Western diplomats applauded the decision to push the election to September 18 from May 22, saying it would provide time to implement changes designed to prevent a repeat of fraud that marred Karzai's own re-election as president last year.
The date also means the election would fall after the traditional summer fighting season, giving an expanding NATO-led force more time to improve security in southern areas, where Taliban fighters kept voters from last year's polls.
Independent Election Commission member Zekriya Barakzai said the postponement was due to "problems and constraints to get the proper budget, and also security concerns, logistical obstacles and also to improve the electoral procedures."
Western countries are trying to avoid a repeat of last year's election fiasco, in which a U.N.-backed probe discarded nearly a third of votes cast for Karzai as fake.
They had been hoping a postponement would be announced before an international conference on Afghanistan's future in London later this week, where the early date was set to be an irritant.
The United Nations is holding tens of millions of dollars earmarked for Afghan elections in an account, but diplomats have said they will not release the money without reforms.
An international diplomat, speaking on condition he not be identified, called it "a pragmatic and sensible decision which will allow time for reform of the key electoral institutions to enable cleaner parliamentary elections."
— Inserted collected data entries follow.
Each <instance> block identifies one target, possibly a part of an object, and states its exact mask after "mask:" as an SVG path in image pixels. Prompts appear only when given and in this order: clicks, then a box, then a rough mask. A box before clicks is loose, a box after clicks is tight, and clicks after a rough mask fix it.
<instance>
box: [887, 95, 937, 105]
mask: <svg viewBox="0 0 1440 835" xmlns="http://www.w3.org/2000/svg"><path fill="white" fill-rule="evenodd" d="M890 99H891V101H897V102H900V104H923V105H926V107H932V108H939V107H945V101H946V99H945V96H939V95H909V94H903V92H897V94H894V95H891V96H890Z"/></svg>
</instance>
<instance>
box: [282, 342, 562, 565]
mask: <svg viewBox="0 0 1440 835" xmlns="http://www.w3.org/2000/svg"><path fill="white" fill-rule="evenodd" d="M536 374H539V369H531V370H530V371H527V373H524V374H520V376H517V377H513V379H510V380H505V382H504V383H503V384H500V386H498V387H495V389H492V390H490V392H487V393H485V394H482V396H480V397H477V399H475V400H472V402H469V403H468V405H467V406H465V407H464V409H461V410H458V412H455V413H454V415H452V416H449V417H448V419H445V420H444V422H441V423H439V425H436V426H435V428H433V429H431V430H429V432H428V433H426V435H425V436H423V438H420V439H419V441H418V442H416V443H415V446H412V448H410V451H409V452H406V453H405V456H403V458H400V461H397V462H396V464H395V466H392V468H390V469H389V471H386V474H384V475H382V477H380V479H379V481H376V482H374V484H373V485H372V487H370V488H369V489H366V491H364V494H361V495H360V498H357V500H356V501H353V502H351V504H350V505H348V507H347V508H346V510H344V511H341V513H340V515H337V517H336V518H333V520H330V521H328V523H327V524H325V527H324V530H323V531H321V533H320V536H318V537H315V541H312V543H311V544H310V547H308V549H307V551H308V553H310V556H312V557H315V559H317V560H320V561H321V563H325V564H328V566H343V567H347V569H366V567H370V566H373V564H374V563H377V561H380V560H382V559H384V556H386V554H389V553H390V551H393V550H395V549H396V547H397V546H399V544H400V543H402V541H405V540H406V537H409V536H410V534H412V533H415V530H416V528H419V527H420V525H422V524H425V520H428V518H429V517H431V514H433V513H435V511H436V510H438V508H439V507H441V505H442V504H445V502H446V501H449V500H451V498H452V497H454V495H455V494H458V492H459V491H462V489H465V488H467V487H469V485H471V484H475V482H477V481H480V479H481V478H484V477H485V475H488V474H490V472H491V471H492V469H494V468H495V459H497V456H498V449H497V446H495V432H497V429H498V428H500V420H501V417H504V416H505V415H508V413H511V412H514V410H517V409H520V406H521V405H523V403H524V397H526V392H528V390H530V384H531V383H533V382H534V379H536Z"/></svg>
The election commission did not comment on whether its membership would be changed.
The diplomat said the international community would not be pleased if Karzai reappoints the election commission's head, Azizullah Ludin, whose term expired on Saturday. Opponents accuse Ludin, a presidential appointee, of favoring Karzai.
Last year's presidential election damaged Karzai's standing among the Western countries with 110,000 troops in Afghanistan, even as U.S. President Barack Obama re-evaluated his strategy and ultimately decided to commit 30,000 more American troops.
It led to months of political limbo, with the election commission declaring Karzai the winner but a separate U.N.-backed body rejecting enough ballots to lower Karzai's total below 50 percent and force a second round.
The run-off was canceled when Karzai's opponent withdrew.
Karzai has consistently maintained that the extent of fraud was exaggerated by Western media.
The parliamentary election could prove crucial this year, because the central government needs to demonstrate that its institutions are backed by the public. Parliamentarians, once seen as docile, caused Karzai headaches this month by twice vetoing most of his candidates for cabinet posts.
He still has to fill 11 posts, including some important portfolios like public health.